## Option 2: Academy of Py

![Education](Images/education.jpg)

Well done! Having spent years analyzing financial records for big banks, you've finally scratched your idealistic itch and joined the education sector. In your latest role, you've become the Chief Data Scientist for your city's school district. In this capacity, you'll be helping the  school board and mayor make strategic decisions regarding future school budgets and priorities.

As a first task, you've been asked to analyze the district-wide standardized test results. You'll be given access to every student's math and reading scores, as well as various information on the schools they attend. Your responsibility is to aggregate the data to and showcase obvious trends in school performance. 
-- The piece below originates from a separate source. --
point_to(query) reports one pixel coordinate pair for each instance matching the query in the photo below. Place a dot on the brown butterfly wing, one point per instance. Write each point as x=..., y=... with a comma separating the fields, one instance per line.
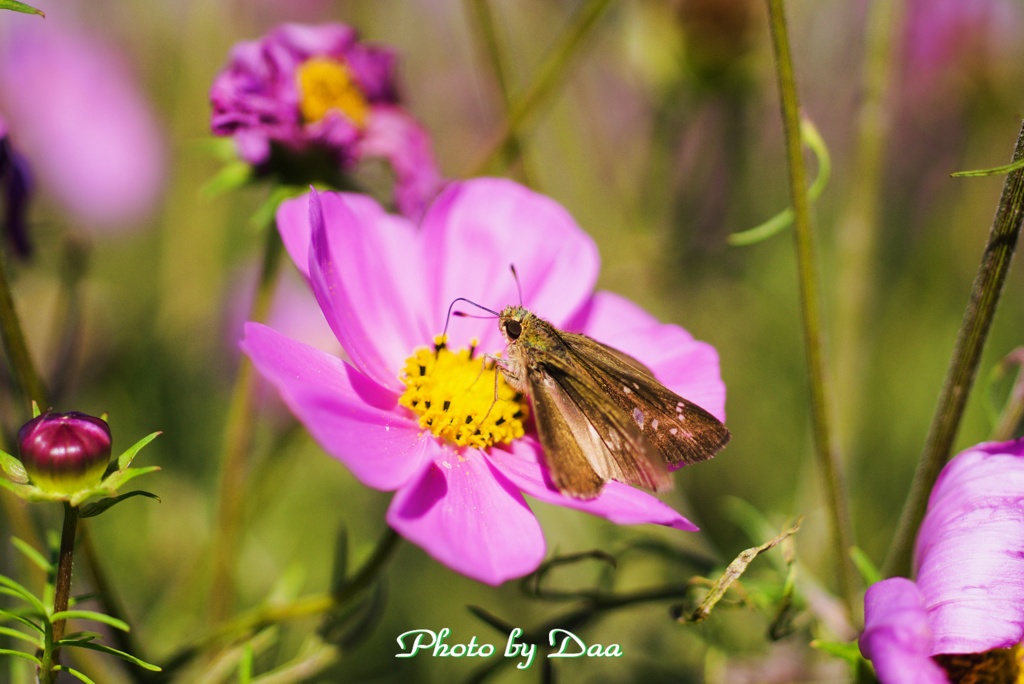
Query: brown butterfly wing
x=682, y=431
x=611, y=442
Your final report should include each of the following:

**District Summary**

* Create a high level snapshot (in table form) of the district's key metrics, including:
  * Total Schools
  * Total Students
  * Total Budget
  * Average Math Score
  * Average Reading Score
  * % Passing Math
  * % Passing Reading
  * Overall Passing Rate (Average of the above two)

**School Summary**

* Create an overview table that summarizes key metrics about each school, including:
  * School Name
  * School Type
  * Total Students
  * Total School Budget
  * Per Student Budget
  * Average Math Score
  * Average Reading Score
  * % Passing Math
  * % Passing Reading
  * Overall Passing Rate (Average of the above two)

**Top Performing Schools (By Passing Rate)**

* Create a table that highlights the top 5 performing schools based on Overall Passing Rate. Include:
  * School Name
  * School Type
  * Total Students
  * Total School Budget
  * Per Student Budget
  * Average Math Score
  * Average Reading Score
  * % Passing Math
  * % Passing Reading
  * Overall Passing Rate (Average of the above two)

**Top Performing Schools (By Passing Rate)**

* Create a table that highlights the bottom 5 performing schools based on Overall Passing Rate. Include all of the same metrics as above.

**Math Scores by Grade**

* Create a table that lists the average Math Score for students of each grade level (9th, 10th, 11th, 12th) at each school.

**Reading Scores by Grade**

* Create a table that lists the average Reading Score for students of each grade level (9th, 10th, 11th, 12th) at each school.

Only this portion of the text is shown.